I have seen rapidly converging infinite series for Pi and the such but none for either the gamma or reciprocal gamma function. Rapidly converging algorithms are also welcome as are recursive solutions. The information being requested is required for use as a comparison.

So far some time has been spent with Borwein's gamma function (can't get the link to post, help would be appreciated!) with one specific example being, $\Gamma(1/2)= \frac{1}{\sqrt[4]{2}}\frac{AG[1]}{\sqrt{\frac{1}{\sqrt{2}}\Sigma[1]}}$

By taking advantage of AGM and making use of summations that take the difference of bn^2 and an^2 it would seem this function would be rapidly convergent however it is only good for a countable number of values of gamma without the introduction of some rather profound mathematical gymnastics.

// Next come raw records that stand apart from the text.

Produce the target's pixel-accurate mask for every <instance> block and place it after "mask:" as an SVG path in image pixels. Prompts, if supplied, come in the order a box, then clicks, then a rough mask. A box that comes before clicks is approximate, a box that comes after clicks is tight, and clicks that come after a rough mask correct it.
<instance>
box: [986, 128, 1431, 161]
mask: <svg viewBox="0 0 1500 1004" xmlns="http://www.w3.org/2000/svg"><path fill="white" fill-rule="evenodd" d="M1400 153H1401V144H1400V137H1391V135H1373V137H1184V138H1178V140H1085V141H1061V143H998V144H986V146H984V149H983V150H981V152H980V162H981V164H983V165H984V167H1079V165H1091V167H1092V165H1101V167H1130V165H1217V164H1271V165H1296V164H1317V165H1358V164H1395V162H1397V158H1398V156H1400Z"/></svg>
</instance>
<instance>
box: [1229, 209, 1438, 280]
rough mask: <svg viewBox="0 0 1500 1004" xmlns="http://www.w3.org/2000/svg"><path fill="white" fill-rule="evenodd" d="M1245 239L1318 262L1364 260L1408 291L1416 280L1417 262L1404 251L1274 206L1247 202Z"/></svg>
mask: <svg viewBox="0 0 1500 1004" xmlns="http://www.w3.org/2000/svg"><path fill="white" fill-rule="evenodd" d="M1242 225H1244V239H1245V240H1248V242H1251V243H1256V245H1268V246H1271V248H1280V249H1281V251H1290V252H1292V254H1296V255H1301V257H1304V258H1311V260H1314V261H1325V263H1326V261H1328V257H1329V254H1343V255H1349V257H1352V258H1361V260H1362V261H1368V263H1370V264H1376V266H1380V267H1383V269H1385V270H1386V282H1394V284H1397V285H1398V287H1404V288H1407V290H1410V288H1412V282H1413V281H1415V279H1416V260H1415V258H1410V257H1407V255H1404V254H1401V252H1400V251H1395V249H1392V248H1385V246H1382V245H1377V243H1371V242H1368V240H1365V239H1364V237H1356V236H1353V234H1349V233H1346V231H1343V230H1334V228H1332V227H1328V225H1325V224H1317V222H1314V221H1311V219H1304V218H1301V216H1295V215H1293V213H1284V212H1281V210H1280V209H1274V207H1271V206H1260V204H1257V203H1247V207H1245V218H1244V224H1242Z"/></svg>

Overall the scope of his algorithm may be limited but for the values it can calculate the decimal approximation for accuracy appears to be astounding and grows radically with each step although calculations still need to be run in order to verify this claim and to see to what degree and to how many terms this holds true.

The algorithm for this purpose can be simplified by removing the constants leaving us with,

$\frac{1}{\sum_{n=0}^{\infty} (an)^2-(bn)^2}-\left({\sum_{n=0}^{\infty} (an)^2-(bn)^2}\right)^\frac{1}{2}$

(My apologies for the badly written Latex, I will work on improving it)

From here the next step is to build a function that shows the rate of convergency for each additional calculated step for the approximation of Borwein's algorithm and that should wrap this portion up (not asking for help, just outlining steps). One method would be to use MatLab but pen and paper are more enjoyable so will likely prevail.

Are there any other links to fast converging series for either the gamma or reciprocal gamma function preferably with full functionality for the variable? Recursive identities are welcome as are exceptions for extremely rapidly converging algorithms such as Borwein's.

Thank you all for the helpful comments and suggestions. If you see any errors please point them out immediately!